Alguns exemplos de alimentos ricos em carboidratos são pães, cereais, arroz, batata-doce, milho, tapioca e mel.
Beba com moderação
A tolerância ao álcool e a intensidade da ressaca mudam de pessoa para pessoa, devido a fatores diversos, inclusive genéticos e de gênero.
As mulheres tendem a ser mais sensíveis aos efeitos da substância. Pessoas de ascendência asiática também. Além disso, adultos jovens têm maior sensibilidade do que pessoas mais velhas.
Por outro lado, o risco de ressaca diminui se você beber mais devagar e ingerir no máximo duas doses, diz Carvalho Filho — cada lata de cerveja ou taça de vinho equivale a uma dose. Ainda assim, algumas pessoas já se sentem mal com essa quantidade.
Remédios podem ajudar?
“Apesar da existência de inúmeras estratégias populares e mesmo de medicamentos supostamente eficazes para tratar uma ressaca, sinto dizer que nada disso é baseado em evidências científicas”, alerta Carvalho Filho.
Segundo o hepatologista, mesmo os medicamentos que prometem proteger o fígado dos efeitos do álcool “simplesmente não têm qualquer efeito benéfico comprovado”.
O mesmo vale para os chamadas aceleradores de metabolismo, segundo Macedo. “Os estudos sobre eles são muito limitados”, diz.
Assim, o que se recomenda é o uso de analgésicos e medicamentos para dor de estômago e enjoo em casos de sintomas, sempre sob orientação médica. Além disso, eles sugerem alimentação leve e hidratação adequada.

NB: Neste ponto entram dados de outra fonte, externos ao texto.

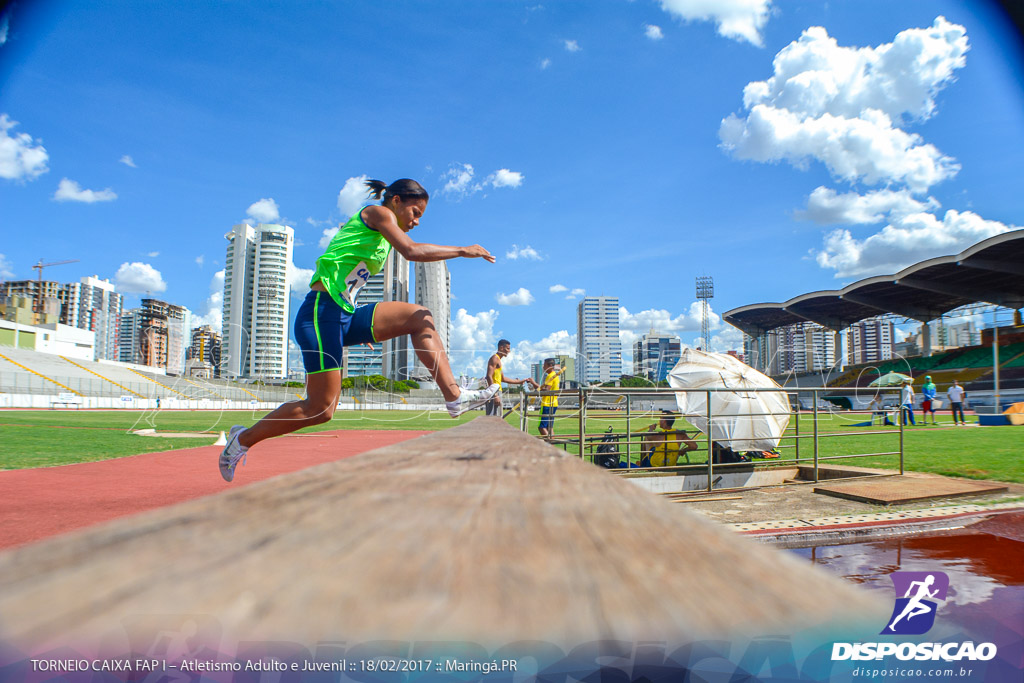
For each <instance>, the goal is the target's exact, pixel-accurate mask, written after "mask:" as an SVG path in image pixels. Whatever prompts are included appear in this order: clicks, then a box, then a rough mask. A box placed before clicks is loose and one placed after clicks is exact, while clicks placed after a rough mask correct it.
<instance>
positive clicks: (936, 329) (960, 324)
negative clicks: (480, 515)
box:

No fim, diz Macedo, o melhor remédio é a paciência. “Eu sei que tem toda uma cultura popular, mas o que faz passar a ressaca é o tempo.”
Para Carvalho Filho, o mais relevante é evitar não somente a ressaca, mas qualquer consequência nociva do uso de álcool. “Três pontos são fundamentais: prevenir é mais importante; se beber qualquer quantidade de álcool, não dirija; e se os sintomas forem mais intensos, procure um médico.”